It almost did but that's not what where talking about.
A deep sigh to my side reminds me that I've forgotten something very important. Rye is still here standing next to me obviously feeling like a very uncomfortable third wheel. I wonder if that's how the woman feels as well.
Neither one of us, Cage or myself, bothered to introduce the people that we were standing with.
"Oh, sorry, I was caught off guard." I grab hold of Rye's shirt and tug him forward a little. If anything the man deserves the respect of at least being introduced. "This is Rye."
Cage nods once, puts his hand out and shake his hand. "Cage."
"Good to know you." Rye is respectful but I can tell from the way he's looking at Cage that he's sizing him up.
If I'm real, I'm not sure who'd win in a one to one battle between the two of them. Cage is all raw, crazed muscle but Rye is dormant, untapped bear like strength.

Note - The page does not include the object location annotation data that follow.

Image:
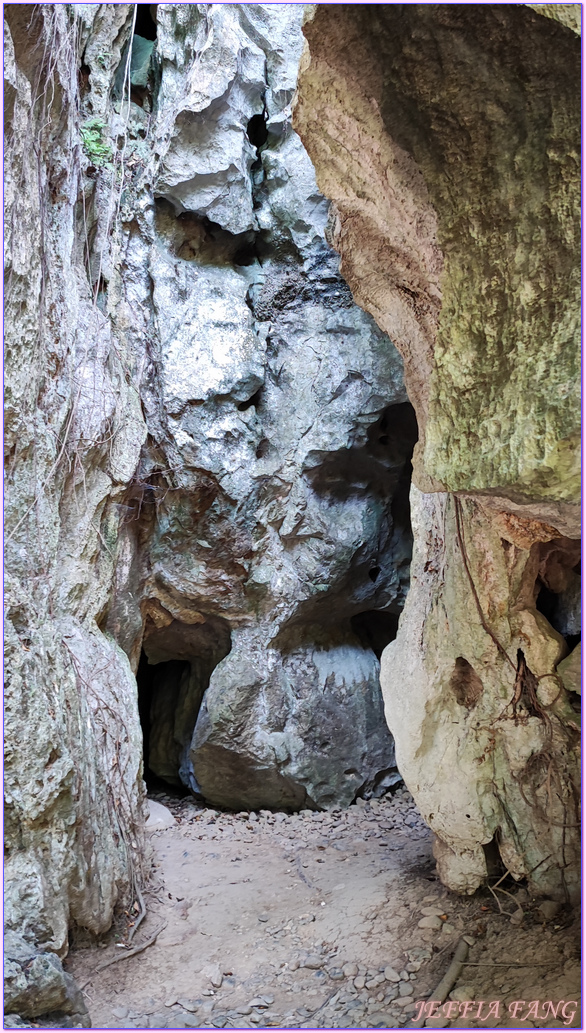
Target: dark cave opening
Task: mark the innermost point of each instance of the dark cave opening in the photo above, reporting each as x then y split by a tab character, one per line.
176	664
151	681
146	24
558	588
256	130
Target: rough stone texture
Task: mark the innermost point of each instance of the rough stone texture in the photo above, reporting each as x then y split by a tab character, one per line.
567	13
206	437
36	984
72	435
486	711
271	496
436	96
446	138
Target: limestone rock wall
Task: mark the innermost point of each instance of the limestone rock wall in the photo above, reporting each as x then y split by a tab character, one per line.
208	454
446	137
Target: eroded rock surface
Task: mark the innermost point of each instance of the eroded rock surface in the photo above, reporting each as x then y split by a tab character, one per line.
446	138
208	447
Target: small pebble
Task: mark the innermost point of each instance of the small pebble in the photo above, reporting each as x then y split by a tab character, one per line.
349	970
430	921
391	974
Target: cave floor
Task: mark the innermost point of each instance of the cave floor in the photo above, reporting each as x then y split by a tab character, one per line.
289	921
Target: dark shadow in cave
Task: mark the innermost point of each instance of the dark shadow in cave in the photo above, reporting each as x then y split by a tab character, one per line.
174	671
374	629
146	24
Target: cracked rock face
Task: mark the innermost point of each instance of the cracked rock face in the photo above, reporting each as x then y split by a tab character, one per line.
446	137
279	440
209	450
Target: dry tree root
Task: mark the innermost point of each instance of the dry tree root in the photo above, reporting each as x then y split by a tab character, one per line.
127	953
446	983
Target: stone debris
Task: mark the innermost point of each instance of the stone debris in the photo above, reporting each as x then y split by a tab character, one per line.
305	978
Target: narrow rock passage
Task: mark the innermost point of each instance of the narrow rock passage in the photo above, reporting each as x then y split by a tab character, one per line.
328	919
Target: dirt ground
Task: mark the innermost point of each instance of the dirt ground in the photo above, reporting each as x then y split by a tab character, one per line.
314	920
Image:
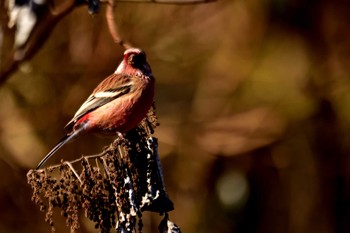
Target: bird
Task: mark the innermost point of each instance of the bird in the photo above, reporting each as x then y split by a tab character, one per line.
117	105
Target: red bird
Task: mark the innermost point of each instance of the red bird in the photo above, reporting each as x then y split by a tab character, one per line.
117	104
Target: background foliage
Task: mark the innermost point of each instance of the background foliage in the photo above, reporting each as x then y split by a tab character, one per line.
252	97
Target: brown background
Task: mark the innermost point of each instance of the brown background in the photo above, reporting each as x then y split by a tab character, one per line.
253	98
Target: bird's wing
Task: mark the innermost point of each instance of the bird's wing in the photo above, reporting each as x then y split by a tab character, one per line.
111	88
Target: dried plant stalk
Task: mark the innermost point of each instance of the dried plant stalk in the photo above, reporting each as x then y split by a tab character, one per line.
125	180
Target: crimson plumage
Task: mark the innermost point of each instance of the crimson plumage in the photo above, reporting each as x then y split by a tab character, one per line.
117	104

It would be a great fight.
Not that I want that to happen...well at least not very much.
Cage takes the time to introduce me to the woman he's standing next to and I shake her hand.
Part of me feels bad for her like I know what kind of devestation he can bring to someone's life and I hope she's doing what she can to protect her heart. I'm not here to be her savior though. I've got my on shit to deal with.
"Anyway, I've got other vendors to talk to. It was nice to see you." I give Cage one last smile, one that I'm sure doesn't reach my eyes before I turn and walk away.
Somehow it feels like I'm closing a door to a part of my life that has held me in a noose for so long. It's freeing and every step I take away from Cage feels lighter than the last.
"You good?" Rye asks.
I thought I'd done a good job at hiding my true feelings, but just like everything else it seems like Rye has seen right through me.
"You remember that guy I told you about. The one who left me in a hotel after I basically professed my love to him."
"The one that was taken away by the cops?" Rye's head twitches as if he wants to look back but thankfully he doesn't.
"Yup, that's the one." I sigh and shrug.
"Damn, well, at least there's no hard feelings. Right?" he slows his pace.
"Not at all. We're both on different paths in our lives. I don't know what demons he's fighting but I wish him the best as long as I'm not part of the battle." I let my head fall back so the wind can brush against my skin.
If this were any other day I'd be searching for the nearest bar so I can erase all the memories that are surging through my body. Seeing Cage is overwhelming too say the least.
Rye reaches up and places a soft hand on the back of my neck, massaging the small space where my hair meets my skin and instantly all the tension leaves my body. I don't know whatit is about Rye that simply connects with me but it just feels so good.
"You're so fucking strong. It amazes me." He whispers and I have to gulp down a lump in my throat. He barely knows me but the fact that it seems like he genuinely means that strikes a chord in me. How long have I wanted someone to see me as strong. As something more than just a wild child?
When the fuck did this happen.
"Yeah well, it took a long time for me to get this way. I had some help along the way." I wink at him and he chuckles slightly.
I stare into his eyes and see something more there. Something all of me wants to identify but I know what that will open me up to. I'm not sure I can handle it. Slowly, I move away from his touch so I don't hurt his feelings. What I need right now is some space. I need to get my mind right before I even attempt to look for something more with anyone.
"Let's get these donations!" I clap my hands together forcing some enthusiasm into the atmosphere.
"I'm right behind you." Rye gestures with his hand that I should walk ahead of him.
After all the headache I've already brought into his life I wonder how long he'll be behind me, supporting me, encouraging me.
I definetely know I don't deserve it but it's good feeling.
When it's gone I'm not sure how I'm going to cope.